The following was written on a napkin in our train as we rolled across the German country side on the 17th:

My brother is crazy. Here I sit on a train after a late night, heading for Prague. I have with me my camera, my coat, a backpack (no suitcase, of course) with 3 shirts, socks, zero pairs of underwear, a GPS receiver that won’t work on the train, a book and my brother.

Thinking ahead to our eventual arrival in Prague, I ask him, “So, do you know how to get to our hostel from the train station?”

He just starts smiling. “That’s a ‘no’ then,” I say. I consider the situation more. “Do we have a map of Prague?”

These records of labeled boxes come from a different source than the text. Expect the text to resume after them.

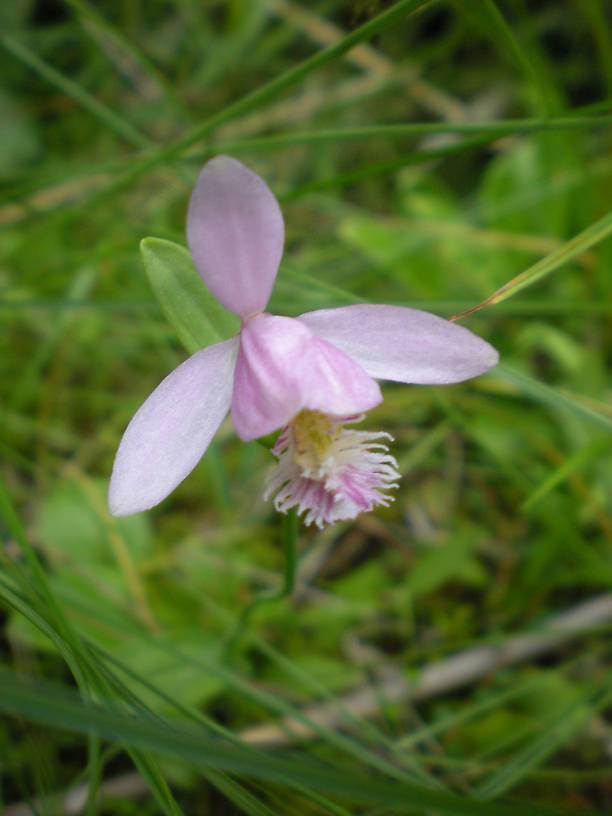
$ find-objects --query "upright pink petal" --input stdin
[232,314,314,442]
[108,337,238,516]
[187,156,285,317]
[297,304,499,385]
[232,314,382,441]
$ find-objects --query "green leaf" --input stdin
[140,238,240,354]
[0,670,595,816]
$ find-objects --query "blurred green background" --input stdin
[0,0,612,816]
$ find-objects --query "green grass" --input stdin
[0,0,612,816]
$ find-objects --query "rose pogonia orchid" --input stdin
[109,156,498,526]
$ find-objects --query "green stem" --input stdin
[227,508,298,655]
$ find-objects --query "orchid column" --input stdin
[109,156,498,527]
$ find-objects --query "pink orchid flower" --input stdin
[109,156,498,527]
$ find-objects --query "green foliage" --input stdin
[0,0,612,816]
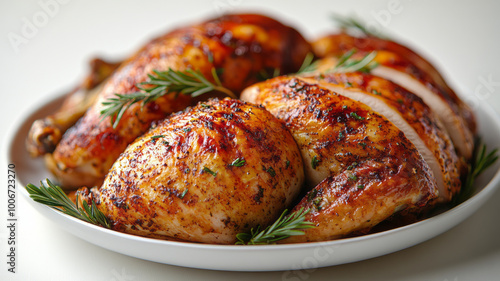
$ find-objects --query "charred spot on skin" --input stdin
[253,185,264,204]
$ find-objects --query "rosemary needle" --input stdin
[100,68,237,128]
[453,140,498,205]
[329,49,378,73]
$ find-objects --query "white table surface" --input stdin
[0,0,500,281]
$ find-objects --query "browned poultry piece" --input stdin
[310,72,466,203]
[26,58,120,157]
[312,33,476,160]
[46,14,310,189]
[241,76,441,241]
[80,99,304,244]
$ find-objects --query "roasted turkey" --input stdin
[312,33,476,160]
[41,14,310,189]
[79,99,304,244]
[28,14,476,244]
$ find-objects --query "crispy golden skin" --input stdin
[26,58,120,157]
[83,99,304,244]
[314,72,466,202]
[312,33,476,160]
[242,77,439,242]
[46,15,310,189]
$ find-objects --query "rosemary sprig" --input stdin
[101,68,237,128]
[332,14,385,38]
[453,141,498,205]
[26,179,111,228]
[328,49,378,73]
[236,208,314,245]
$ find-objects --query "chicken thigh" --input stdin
[241,76,441,242]
[46,15,310,189]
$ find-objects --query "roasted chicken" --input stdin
[42,12,310,189]
[312,33,476,160]
[26,58,120,157]
[79,99,304,244]
[28,15,476,244]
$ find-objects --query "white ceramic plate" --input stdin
[8,92,500,271]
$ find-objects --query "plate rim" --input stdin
[8,91,500,271]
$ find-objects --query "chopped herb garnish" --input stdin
[236,208,314,245]
[327,49,378,73]
[453,140,498,205]
[297,53,319,74]
[26,179,111,228]
[266,167,276,177]
[307,188,318,202]
[346,162,358,170]
[229,158,246,167]
[179,188,189,199]
[332,14,385,38]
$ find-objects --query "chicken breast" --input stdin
[313,33,476,160]
[46,14,310,189]
[241,77,439,242]
[81,99,304,244]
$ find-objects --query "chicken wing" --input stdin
[46,14,310,189]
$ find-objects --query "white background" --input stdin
[0,0,500,281]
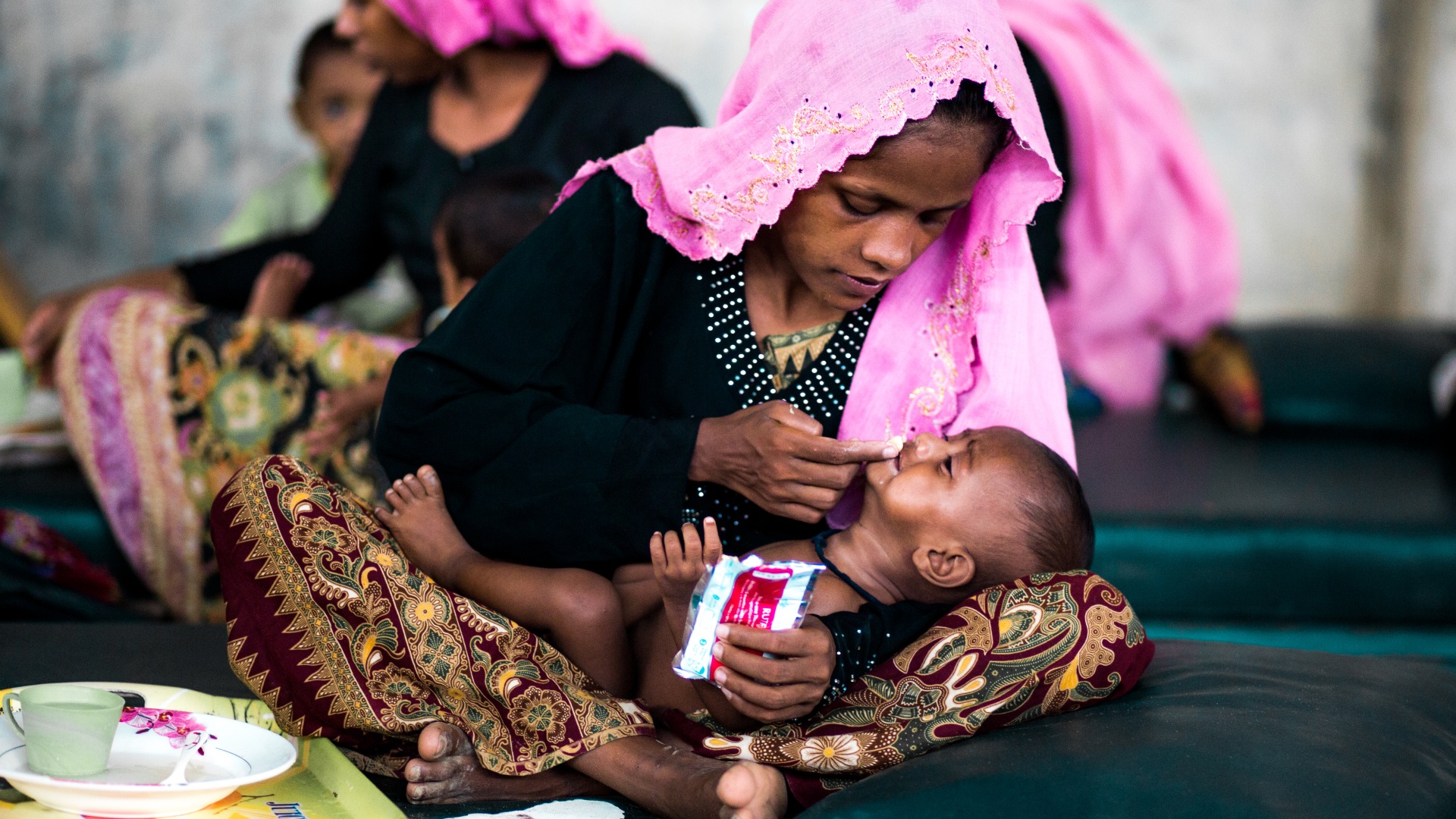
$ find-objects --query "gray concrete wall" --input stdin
[0,0,1456,319]
[0,0,337,294]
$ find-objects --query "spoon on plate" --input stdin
[157,732,207,786]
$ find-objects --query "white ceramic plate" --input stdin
[0,683,297,819]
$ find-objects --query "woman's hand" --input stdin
[714,617,834,723]
[687,400,900,523]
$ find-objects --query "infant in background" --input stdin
[243,171,557,456]
[218,20,419,332]
[375,427,1094,729]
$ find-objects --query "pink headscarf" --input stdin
[384,0,642,68]
[1002,0,1239,408]
[563,0,1076,522]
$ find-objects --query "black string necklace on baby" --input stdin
[814,529,880,604]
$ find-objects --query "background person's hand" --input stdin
[20,293,80,372]
[687,400,900,523]
[714,617,834,723]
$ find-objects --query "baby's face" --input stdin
[864,427,1032,571]
[294,51,384,165]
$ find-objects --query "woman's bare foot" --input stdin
[718,762,789,819]
[374,466,479,588]
[243,253,313,319]
[405,723,611,805]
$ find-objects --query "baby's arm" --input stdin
[243,253,313,319]
[374,466,636,697]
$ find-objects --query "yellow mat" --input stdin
[0,682,405,819]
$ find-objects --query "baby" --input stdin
[375,427,1092,714]
[243,171,557,456]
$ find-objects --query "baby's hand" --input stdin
[243,253,313,319]
[648,517,723,607]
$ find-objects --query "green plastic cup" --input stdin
[0,350,29,427]
[0,685,124,778]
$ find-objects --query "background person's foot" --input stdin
[1184,328,1264,435]
[243,253,313,319]
[718,762,789,819]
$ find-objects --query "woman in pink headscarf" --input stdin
[24,0,696,620]
[211,0,1150,816]
[1002,0,1263,431]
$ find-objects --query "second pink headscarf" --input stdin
[1002,0,1239,408]
[563,0,1076,523]
[383,0,642,68]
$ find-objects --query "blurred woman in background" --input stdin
[1002,0,1263,431]
[24,0,696,620]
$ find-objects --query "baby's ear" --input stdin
[912,544,975,588]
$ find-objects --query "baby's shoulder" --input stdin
[748,541,818,563]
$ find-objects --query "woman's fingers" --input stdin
[763,400,824,436]
[792,436,900,465]
[703,517,723,567]
[682,523,703,571]
[718,669,823,723]
[663,529,682,579]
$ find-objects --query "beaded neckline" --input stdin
[698,256,880,410]
[682,256,880,554]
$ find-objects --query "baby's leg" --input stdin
[611,563,663,626]
[374,466,635,697]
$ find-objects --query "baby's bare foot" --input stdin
[374,466,476,588]
[405,723,610,805]
[718,762,789,819]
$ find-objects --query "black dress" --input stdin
[375,172,874,570]
[374,172,937,692]
[179,54,698,315]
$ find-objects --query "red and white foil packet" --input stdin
[673,555,824,680]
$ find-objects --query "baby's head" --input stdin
[434,171,560,306]
[859,427,1094,604]
[293,20,384,172]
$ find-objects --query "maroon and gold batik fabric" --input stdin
[668,571,1153,805]
[211,455,654,775]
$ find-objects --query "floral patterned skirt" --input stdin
[211,456,1153,805]
[57,288,408,621]
[211,455,654,775]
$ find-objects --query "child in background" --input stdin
[220,20,419,335]
[243,171,557,456]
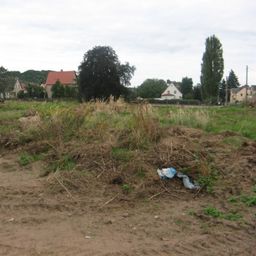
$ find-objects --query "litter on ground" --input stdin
[157,167,200,189]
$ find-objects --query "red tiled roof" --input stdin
[45,71,76,85]
[162,93,174,96]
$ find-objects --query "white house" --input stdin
[161,83,182,100]
[11,78,27,97]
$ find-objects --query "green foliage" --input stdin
[219,69,240,103]
[201,35,224,103]
[203,206,223,218]
[79,46,135,101]
[122,184,132,194]
[197,170,218,193]
[52,80,77,99]
[137,79,167,98]
[228,195,256,207]
[112,148,133,162]
[223,212,243,221]
[193,84,203,101]
[136,170,146,179]
[241,195,256,207]
[227,69,240,89]
[180,77,193,99]
[203,206,243,221]
[0,66,14,94]
[19,152,42,166]
[49,155,76,171]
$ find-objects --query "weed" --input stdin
[228,196,240,203]
[223,212,243,221]
[49,155,76,171]
[122,184,132,194]
[203,206,223,218]
[187,209,196,216]
[136,169,146,179]
[241,195,256,207]
[203,206,243,221]
[18,152,42,166]
[197,170,218,193]
[112,147,133,162]
[228,195,256,207]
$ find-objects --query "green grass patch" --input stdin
[197,170,218,193]
[18,152,43,166]
[49,155,76,171]
[203,206,243,221]
[228,195,256,207]
[122,184,132,194]
[111,147,133,162]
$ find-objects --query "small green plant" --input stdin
[203,206,243,221]
[228,195,256,207]
[112,148,133,162]
[228,196,240,203]
[187,209,196,216]
[50,155,76,171]
[197,170,218,193]
[18,152,42,166]
[203,206,223,218]
[136,169,146,179]
[122,184,132,194]
[241,195,256,207]
[223,212,243,221]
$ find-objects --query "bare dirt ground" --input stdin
[0,147,256,256]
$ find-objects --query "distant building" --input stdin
[10,78,27,98]
[161,83,182,100]
[230,85,256,104]
[44,70,77,98]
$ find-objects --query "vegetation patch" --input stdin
[228,195,256,207]
[203,206,243,221]
[112,147,133,162]
[18,152,42,166]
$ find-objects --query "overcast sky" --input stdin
[0,0,256,86]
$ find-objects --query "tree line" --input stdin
[0,35,240,103]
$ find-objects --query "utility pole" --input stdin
[245,65,248,103]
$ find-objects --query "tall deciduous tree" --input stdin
[180,77,193,99]
[227,69,240,89]
[79,46,135,100]
[201,35,224,103]
[137,79,167,98]
[0,66,14,97]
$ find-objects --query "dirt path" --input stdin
[0,155,256,256]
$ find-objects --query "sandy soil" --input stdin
[0,153,256,256]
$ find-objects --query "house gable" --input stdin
[161,83,182,99]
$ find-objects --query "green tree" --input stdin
[219,79,226,104]
[180,77,193,99]
[79,46,135,100]
[227,69,240,89]
[0,66,14,97]
[201,35,224,103]
[137,79,167,98]
[193,84,202,101]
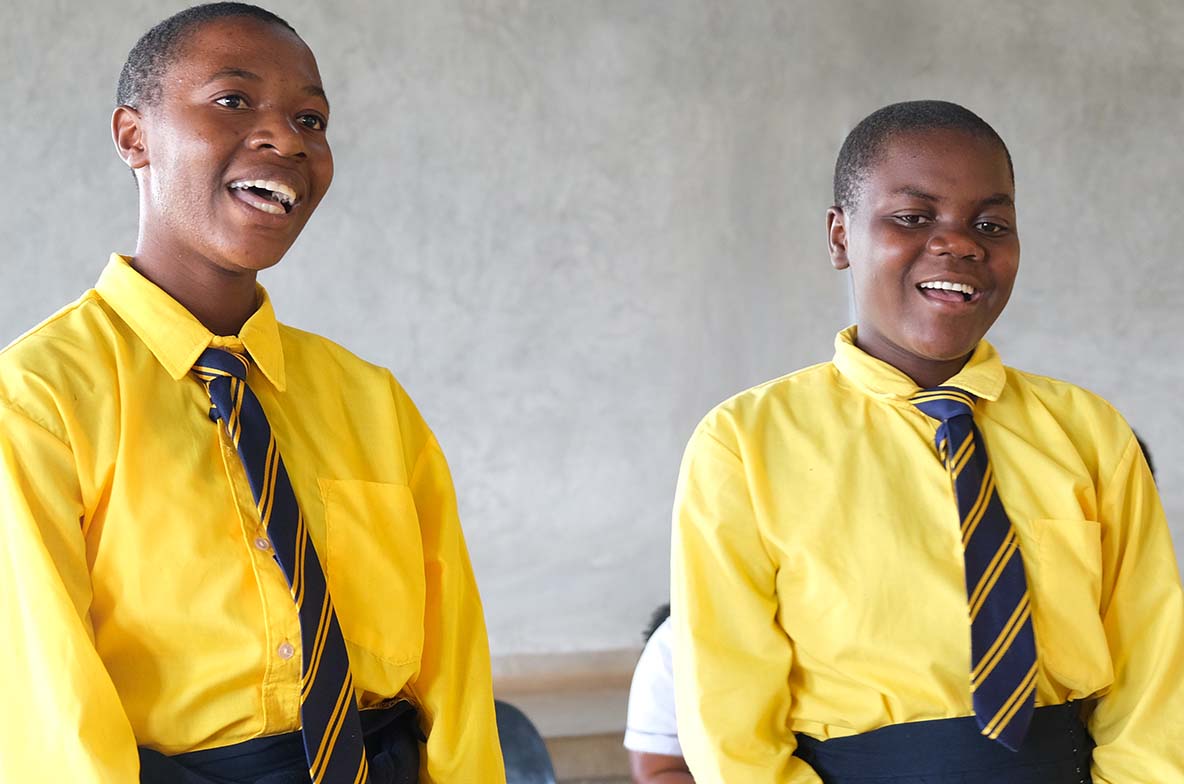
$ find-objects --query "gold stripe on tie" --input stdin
[291,514,308,612]
[910,390,974,410]
[945,435,974,473]
[970,591,1031,689]
[963,463,995,547]
[310,675,354,784]
[950,438,974,482]
[301,600,329,701]
[983,662,1036,740]
[970,528,1019,623]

“Oh crap! I left that at the apartment. We’ll find one when we get to the train station.” Of course, I don’t add that it will be at 10 o’clock at night in a strange city that neither of us have been to in which neither of us speak the language.

We have no plan. Only the excited assurances from everyone that ‘Prague is awesome!’ or ‘Prague is beautiful!’

So, armed only with our debit cards, a combined 10 Euros in cash, our backpacks, an insufficient amount of underwear, and no idea where we’re going, we’ll try to figure it out. … This should be awesome.

I have to say that traveling by train is one of the most chilled out and easy ways to travel. You can actually get a feeling for the countryside (Germany had lots of beautiful examples) and there’s a nice floating feeling from the train gently bobbing. However, once it got dark, this nice pleasant feeling began to erode as the realization that we were getting closer and had no clue what was going on began to take hold. At 6:50, I wrote the following on the same napkin:

Czech Republic, on train, with realization that we’re doomed.

    LAST WILL AND TESTAMENT, Nathan Shipley
- Computers: Andrew
- Car: Emily
- Apartment: Millenium properties
- Deck of cards: Jeff (if not already dead too)

It’s just getting snowier… We’re careening towards Prague… We just realized that our ticket only takes us to a stop 3km outside of the center of the town. We’ll just hope that they don’t kick us off at the earlier stop.

That aside, we continue forward, as visions of muggings dance through our heads, with hopes the police are soon to be there.

I am now officially ‘rather nervous.’ I’d say we’re doing very little at the moment to “have a safe trip!” as so many people implored me to do before I left. I think Jeff put it all quite nicely and accurately when he said, “Its a good thing Nancy doesn’t know about this otherwise she’d shit.”

Well, we didn’t get kicked off the train early, got off the train and ventured out in to the cold. Remarkably, the first place we went to someone helpful who spoke English, sold us a cheap map, and told us that our hostel was only a 10 minute walk from the station! Incredible! Score one for the good guys. We didn’t even get mugged.

We easily made it to our hostel and everything has been just fine since. This city is amazingly beautiful. At every corner we turn, there is another building or sculpture that is old and intricate, different from every other thing we’ve seen and just beautiful. I love the city.